O al nobile Uberto Visconti. Proprio da questa leggendaria uccisione avrebbe tratto spunto il simbolo della sua casata, il famoso Biscione (che divora un bambino) che da sempre contrassegna la famiglia dei Visconti e la città di Milano.

E di qui aziende come l’Alfa Romeo, la Fininvest e la squadra di calcio dell’Inter.

La leggenda del drago del lago Gerundo fu fonte di ispirazione anche per lo scultore Luigi Broggini, che prese a modello Tarantasio per ideare l’immagine del cane a sei zampe, marchio simbolo dell’Agip prima e dell’Eni poi.[1][1]

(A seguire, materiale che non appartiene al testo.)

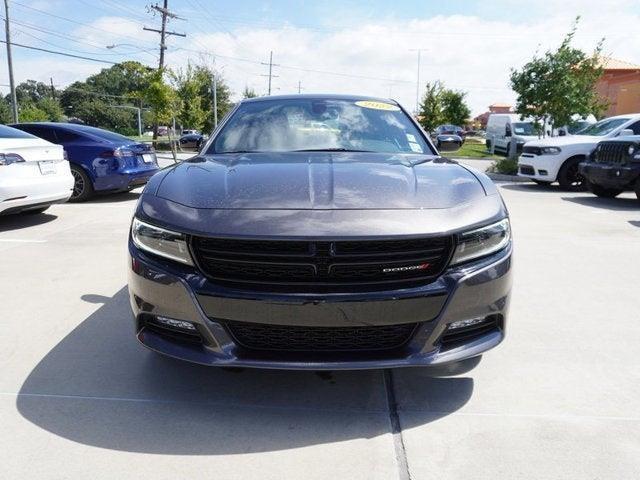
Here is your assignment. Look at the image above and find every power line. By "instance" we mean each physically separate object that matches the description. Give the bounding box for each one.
[261,51,280,95]
[142,0,187,70]
[0,40,118,65]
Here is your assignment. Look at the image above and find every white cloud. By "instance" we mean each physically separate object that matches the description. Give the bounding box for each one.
[0,6,640,118]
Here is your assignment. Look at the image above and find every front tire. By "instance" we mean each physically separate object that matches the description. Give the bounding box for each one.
[558,158,587,192]
[22,205,49,215]
[531,178,551,187]
[69,165,93,202]
[586,180,622,198]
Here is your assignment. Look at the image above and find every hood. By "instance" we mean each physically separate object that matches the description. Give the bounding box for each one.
[527,135,605,147]
[155,152,486,210]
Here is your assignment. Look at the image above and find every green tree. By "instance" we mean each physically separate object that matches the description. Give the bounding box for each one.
[0,97,13,124]
[242,86,258,98]
[511,17,606,135]
[194,65,233,132]
[60,62,154,135]
[171,64,207,130]
[440,89,471,126]
[418,80,444,132]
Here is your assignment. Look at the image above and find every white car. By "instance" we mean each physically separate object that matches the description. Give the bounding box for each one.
[0,125,73,215]
[518,113,640,191]
[485,113,539,154]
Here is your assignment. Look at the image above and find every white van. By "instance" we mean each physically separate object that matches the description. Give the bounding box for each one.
[485,113,539,153]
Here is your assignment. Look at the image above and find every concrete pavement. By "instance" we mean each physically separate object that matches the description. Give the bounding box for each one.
[0,184,640,480]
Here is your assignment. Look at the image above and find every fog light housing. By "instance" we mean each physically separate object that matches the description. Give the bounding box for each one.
[447,318,486,330]
[155,317,196,332]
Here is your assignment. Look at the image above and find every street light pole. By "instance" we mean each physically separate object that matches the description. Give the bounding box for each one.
[4,0,18,123]
[409,48,426,115]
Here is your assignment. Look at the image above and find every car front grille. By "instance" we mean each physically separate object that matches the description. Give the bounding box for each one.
[225,321,418,352]
[191,236,453,291]
[520,165,536,175]
[593,142,635,164]
[522,145,542,155]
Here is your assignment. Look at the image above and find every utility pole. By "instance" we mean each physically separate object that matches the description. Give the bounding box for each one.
[211,73,218,129]
[144,0,187,70]
[4,0,18,123]
[409,48,427,115]
[261,51,280,95]
[142,0,187,140]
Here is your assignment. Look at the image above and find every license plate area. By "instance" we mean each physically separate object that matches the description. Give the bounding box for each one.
[38,161,56,175]
[142,153,156,163]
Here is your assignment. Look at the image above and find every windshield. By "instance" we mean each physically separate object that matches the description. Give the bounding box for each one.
[576,118,629,137]
[73,125,134,143]
[511,122,538,136]
[207,98,434,154]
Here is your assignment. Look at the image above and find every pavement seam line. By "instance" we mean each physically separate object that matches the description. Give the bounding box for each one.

La leggenda più antica a menzionare Tarantasio risale addirittura al 1.100, e al monaco Sabbio, che nelle memorie dedicate alla città di Lodi racconta: "creatura serpentiforme, la testa enorme con grandi corna e coda e zampe palmate, sputava fuoco dalla bocca e fumo dal naso... come un drago, nuotava nelle acque del Gerondo, si nutriva soprattutto di carne di bambini e di uomini e appena vedeva una barca vi si gettava contro fracassandola. Il suo stesso fiato provocava pestilenze e faceva morire le donne di febbri".

Un mosaico dell’XI secolo conservato nell’abbazia di San Colombano a Bobbio, nel Piacentino, rappresenterebbe la più antica rappresentazione del drago Tarantasio.

Ma il lago Gerundo, come si diceva, si estendeva fino alle pendici della Brianza, e non è un caso che un altro affresco raffiguri il medesimo drago sempre nell’XI secolo anche nell’abazia di San Pietro al Monte di Civate, in provincia di Lecco.

Un riferimento esplicito alla leggenda di Tarantasio si trova poi in un affresco nel chiostro della chiesa di San Marco a Milano (XIII-XIV secolo) con addirittura il lago Gerundo sullo sfondo.

Altre raffigurazioni di Tarantasio comparirebbero anche in un affresco del XIV secolo nella chiesa di San Giorgio di Lemine ad Almenno San Bartolomeo, in provincia di Bergamo, dove è conservata una presunta reliquia del mostro.

Ma oltre all’arte c’è anche una traccia “concreta” del drago.

Pare che lo scheletro intero del drago fosse conservato fino al XVIII secolo nella chiesa di Sant’Andrea a Lodi, mentre una sua costola sarebbe rimasta sino all’epoca napoleonica in alcune chiese, nel Lodigiano, nel Cremonese, nella Bergamasca.

E il pensiero, per ritrovamenti e reliquie simili, non può che correre all’epoca dei dinosauri. E a quella in particolare dei mamuth, a cui apparterrebbero secondo alcuni studiosi le tracce di queste ossa.